Mit dem Urteil des Kölner Landgerichts vom 7. Mai zur Beschneidung befassen sich die Präsidenten des Nord- und Süddeutschen Verbandes der Freikirche der Siebenten-Tags-Adventisten, die Pastoren Johannes Naether (Hannover) und Günther Machel (Ostfildern bei Stuttgart), in ihrem Leitartikel in der Septemberausgabe der Zeitschrift „Adventisten heute“. Das Gericht hatte in seiner Entscheidung das grundgesetzlich geschützte Recht des Kindes auf körperliche Unversehrtheit und auf religiöse Selbstbestimmung gegenüber dem Recht auf Religionsfreiheit der Eltern und deren Sorge- und Erziehungsrecht bevorzugt.
Zu beobachten sei, so die beiden Geistlichen, dass in der Abwägung der Rechtsfragen das Individualrecht der einzelnen Person häufig einen höheren Stellenwert erhalte als die Ansprüche und Erwartungen des sozialen Umfeldes, etwa der Eltern oder einer Religionsgemeinschaft. „Das ist im Prinzip durchaus begrüssenswert.“ Wenn man bedenke, dass in Deutschland noch im 19. Jahrhundert staatliche Behörden eingegriffen hätten, wenn christliche Eltern aufgrund ihrer Glaubensüberzeugung eine Kindertaufe ablehnten und sogar Zwangstaufen angeordnet worden seien, um die religiöse und öffentliche Ordnung wiederherzustellen, dann könne man nur froh sein, dass diese Zeiten vorbei seien. Das Kölner Urteil zeige nun allerdings in die Richtung des anderen Extrems. Jetzt könnten religiöse Aufnahmeriten vom Staat strafrechtlich unterbunden werden.

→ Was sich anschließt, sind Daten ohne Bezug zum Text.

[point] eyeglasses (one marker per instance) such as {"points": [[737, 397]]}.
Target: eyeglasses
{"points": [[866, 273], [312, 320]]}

Das Landgericht Köln habe damit argumentiert, dass irreparable Veränderungen am Körper des Kindes vermieden werden sollten, bis der Junge in der Lage sei, selbst über seine Religionszugehörigkeit zu entscheiden. Den Eltern wäre zuzumuten, diesen Zeitpunkt abzuwarten. Die Begründung höre sich modern und aufgeklärt an. „Allerdings müsste in diesem Zusammenhang dann ehrlicherweise auch über die Taufe von Säuglingen beziehungsweise Kleinkindern nachgedacht werden. Dabei entscheiden ja ebenfalls Eltern über die Kirchenzugehörigkeit ihrer Kinder“, geben die beiden Freikirchenleiter zu bedenken.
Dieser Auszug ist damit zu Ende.